Entretanto, não devemos adotar essa nova perspectiva, mas simplesmente nos libertar da crença de que a realidade é independente da consciência. Estamos, então, abertos a outra possibilidade na qual a realidade, a natureza última das coisas, surge da consciência e, portanto, é una com ela. Afinal de contas, essa é a nossa experiência real.
A abordagem para uma verdadeira compreensão dos objetos, que ignora a presença da consciência, é autolimitada, porque nosso conhecimento da realidade dos objetos só pode ser tão bom quanto nosso conhecimento da consciência.

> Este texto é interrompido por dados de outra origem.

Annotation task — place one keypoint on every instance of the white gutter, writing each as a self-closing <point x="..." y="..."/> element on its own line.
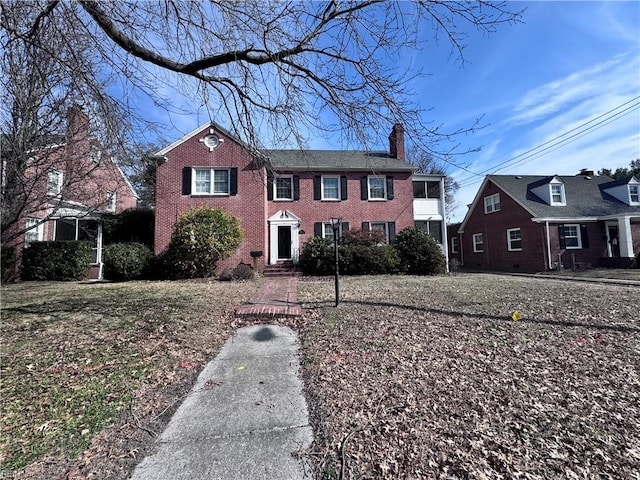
<point x="548" y="244"/>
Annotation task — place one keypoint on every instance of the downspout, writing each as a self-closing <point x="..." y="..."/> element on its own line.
<point x="548" y="244"/>
<point x="445" y="239"/>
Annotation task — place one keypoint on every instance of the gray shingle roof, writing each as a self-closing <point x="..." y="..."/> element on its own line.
<point x="336" y="160"/>
<point x="585" y="196"/>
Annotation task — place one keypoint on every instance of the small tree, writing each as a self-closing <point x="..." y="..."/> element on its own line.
<point x="419" y="252"/>
<point x="201" y="237"/>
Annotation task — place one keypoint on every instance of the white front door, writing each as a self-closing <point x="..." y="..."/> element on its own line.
<point x="284" y="243"/>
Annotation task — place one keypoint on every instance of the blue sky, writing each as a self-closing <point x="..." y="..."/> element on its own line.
<point x="556" y="93"/>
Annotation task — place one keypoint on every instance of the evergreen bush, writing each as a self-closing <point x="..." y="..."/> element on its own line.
<point x="60" y="260"/>
<point x="126" y="261"/>
<point x="419" y="252"/>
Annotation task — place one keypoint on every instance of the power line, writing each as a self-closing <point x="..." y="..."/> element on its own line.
<point x="559" y="141"/>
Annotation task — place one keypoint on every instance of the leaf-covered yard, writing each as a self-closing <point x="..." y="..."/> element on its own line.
<point x="431" y="378"/>
<point x="409" y="377"/>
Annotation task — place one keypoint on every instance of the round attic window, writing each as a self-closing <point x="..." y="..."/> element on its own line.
<point x="211" y="141"/>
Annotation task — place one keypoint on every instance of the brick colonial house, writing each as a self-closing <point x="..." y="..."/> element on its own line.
<point x="70" y="182"/>
<point x="284" y="197"/>
<point x="534" y="223"/>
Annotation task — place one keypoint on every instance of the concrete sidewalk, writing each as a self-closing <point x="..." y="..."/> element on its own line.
<point x="244" y="418"/>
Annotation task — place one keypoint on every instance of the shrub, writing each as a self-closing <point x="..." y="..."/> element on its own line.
<point x="130" y="226"/>
<point x="317" y="257"/>
<point x="419" y="252"/>
<point x="9" y="264"/>
<point x="67" y="260"/>
<point x="201" y="238"/>
<point x="126" y="261"/>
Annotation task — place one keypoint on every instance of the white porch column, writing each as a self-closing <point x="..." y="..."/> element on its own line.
<point x="625" y="241"/>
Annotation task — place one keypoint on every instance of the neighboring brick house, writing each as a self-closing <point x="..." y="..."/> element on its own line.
<point x="284" y="197"/>
<point x="70" y="182"/>
<point x="535" y="223"/>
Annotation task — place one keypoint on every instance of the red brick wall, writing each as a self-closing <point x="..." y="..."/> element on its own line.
<point x="248" y="205"/>
<point x="494" y="227"/>
<point x="353" y="209"/>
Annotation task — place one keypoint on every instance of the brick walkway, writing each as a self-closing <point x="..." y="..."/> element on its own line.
<point x="277" y="298"/>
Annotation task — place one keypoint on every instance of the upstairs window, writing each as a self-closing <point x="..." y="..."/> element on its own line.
<point x="283" y="186"/>
<point x="431" y="227"/>
<point x="514" y="240"/>
<point x="478" y="242"/>
<point x="111" y="201"/>
<point x="35" y="232"/>
<point x="492" y="203"/>
<point x="210" y="181"/>
<point x="331" y="188"/>
<point x="557" y="194"/>
<point x="54" y="183"/>
<point x="426" y="189"/>
<point x="377" y="188"/>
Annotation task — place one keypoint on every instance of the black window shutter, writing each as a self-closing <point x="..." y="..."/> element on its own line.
<point x="269" y="187"/>
<point x="186" y="181"/>
<point x="563" y="243"/>
<point x="392" y="231"/>
<point x="296" y="187"/>
<point x="233" y="181"/>
<point x="584" y="236"/>
<point x="390" y="188"/>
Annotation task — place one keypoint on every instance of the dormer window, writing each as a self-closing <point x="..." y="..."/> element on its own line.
<point x="557" y="194"/>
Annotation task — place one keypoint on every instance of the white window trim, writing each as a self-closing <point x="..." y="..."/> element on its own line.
<point x="578" y="236"/>
<point x="38" y="230"/>
<point x="490" y="203"/>
<point x="111" y="201"/>
<point x="476" y="243"/>
<point x="211" y="182"/>
<point x="322" y="196"/>
<point x="384" y="185"/>
<point x="563" y="198"/>
<point x="275" y="189"/>
<point x="509" y="239"/>
<point x="454" y="244"/>
<point x="54" y="192"/>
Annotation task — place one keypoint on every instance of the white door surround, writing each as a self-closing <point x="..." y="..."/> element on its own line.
<point x="284" y="219"/>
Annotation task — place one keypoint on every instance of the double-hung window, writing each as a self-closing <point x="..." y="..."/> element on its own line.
<point x="283" y="187"/>
<point x="492" y="203"/>
<point x="377" y="188"/>
<point x="111" y="201"/>
<point x="34" y="231"/>
<point x="478" y="242"/>
<point x="211" y="181"/>
<point x="54" y="183"/>
<point x="572" y="236"/>
<point x="331" y="188"/>
<point x="557" y="194"/>
<point x="514" y="240"/>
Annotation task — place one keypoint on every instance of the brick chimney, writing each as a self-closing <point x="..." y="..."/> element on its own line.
<point x="396" y="142"/>
<point x="77" y="124"/>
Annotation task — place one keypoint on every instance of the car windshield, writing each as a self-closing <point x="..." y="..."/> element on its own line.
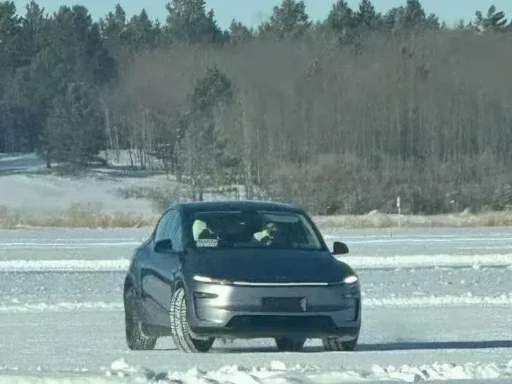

A abordagem científica da realidade ignora esse fato propositalmente. Ela limita sua investigação ao domínio dos fenômenos do mundo, esquecendo-se do fato de que eles são inseparáveis da consciência. Portanto, o conhecimento obtido por esses meios é inerentemente limitado, porque o escopo da investigação é limitado desde o início.
Se o único caminho para o conhecimento absoluto é por meio da consciência, como vamos proceder? Simplesmente vendo, olhando. A consciência, aquilo de que temos certeza absoluta, seja o que for, é também aquilo que chamamos de “eu”. No entanto, negligenciamos esse “eu”, esquecemos nosso Si, o excluímos da maneira como vemos e entendemos o mundo e sobrepusemos a ele crenças, conceitos e sentimentos que foram herdados de nosso ambiente, de nossas experiências e talvez até de nossos genes.
Tudo o que precisa ser feito para perceber a verdadeira natureza da realidade é liberar a consciência das crenças, conceitos e sentimentos acumulados que sobrepusemos a ela. Fazemos isso simplesmente por meio da visão, do acolhimento. Para que isso seja realizado, precisamos de uma certa qualidade de energia, de intensidade, que chamo de amor pela verdade.